Syrian regime never try to recapture oil fields from ISIS




Recent years witnessed the Islamic State forces taking over most of Syria’s oil production more than three years ago, and the Kurdish forces seizing the Rumailan oil fields. Throughout all this, the regime did not make any attempts to retrieve these fields, and it did not even bomb the fields to ensure the Islamic State did not benefit from them. Syrians asked and continue to ask, why?

It is known that Syria's production of oil was between 340,000-370,000 barrels per day, and in very few instances it rose to above 380,000 barrels per day before 2011. Several international companies were extracting the oil including, the Dutch-British Shell company in partnership with the Euphrates Oil company.

All of their fields were located in the Rumailan which produce other 110,000 barrels per day. The second company was the French Total which operated in Deir Ez Zor and extracted oil in cooperation with the Deir Ez Zor Syrian Oil company. The production in Deir Ez Zor reached 70,000 barrels daily. The two companies’ production reached more than 200,000 barrels per day. The partnership with the Syrian companies includes two stipulations that the majority of the staff the foreign companies are Syrian, and regarding production, the Syrian government buys oil from them at a price lower than the international price and exclusively in Syrian Pounds.

The remaining oil production, more than 150,000 barrels per day, was extracted by several companies, including a Canadian and a Syrian company. The Syrian state bought the oil in the same manner.

Most of the Syrian oil production was purchased by the Syrian government almost entirely from foreign companies, whereby 100,000 barrels per were designated for daily domestic demand, and the remainder was exported for US Dollars through other foreign companies controlled by Bashar al-Assad’s maternal uncle, Mohammad Makhlouf who made huge personal profits.

The overview of the oil production may help explain the regime's lack of interest in losing its oil production, since it was mainly purchasing the oil from the foreign companies anyway. The only variable that has happened is that the regime used to buy the oil in Syrian Pounds but now must buy it with hard currency.
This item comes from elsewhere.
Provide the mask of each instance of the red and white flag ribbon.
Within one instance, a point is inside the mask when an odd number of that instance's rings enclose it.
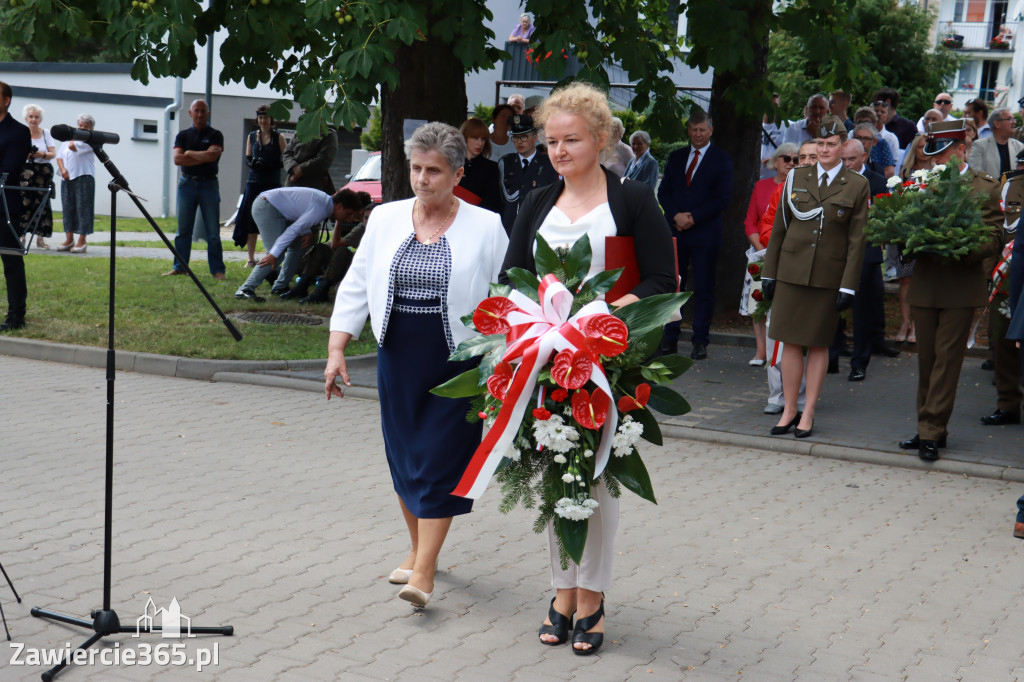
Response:
[[[530,405],[530,396],[537,385],[540,371],[559,351],[571,349],[589,353],[586,336],[580,331],[582,320],[591,315],[609,314],[608,305],[604,301],[594,301],[583,306],[570,318],[572,292],[554,275],[547,275],[541,280],[537,293],[539,305],[518,291],[508,296],[515,303],[516,309],[506,315],[512,329],[506,334],[507,346],[502,359],[510,363],[518,361],[518,367],[493,426],[473,453],[452,495],[475,500],[483,494],[501,458],[511,449],[512,441],[519,432],[519,425],[523,423],[523,415]],[[618,410],[615,401],[611,400],[612,389],[604,368],[596,357],[592,358],[590,379],[610,399],[608,418],[602,427],[601,442],[595,453],[596,477],[604,471],[611,454]]]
So, rather than depending on the what is produced locally, Iran exports oil to the regime. The regime was never interested in regaining the oil fields in northern Syria because they did not belong to the state but to foreign companies. When the Islamic State took over the oil fields in Deir Ez Zor, the Syrian regime continued to buy raw oil from the Islamic State and in Syrian Pounds without this affecting the regime’s economy in any way.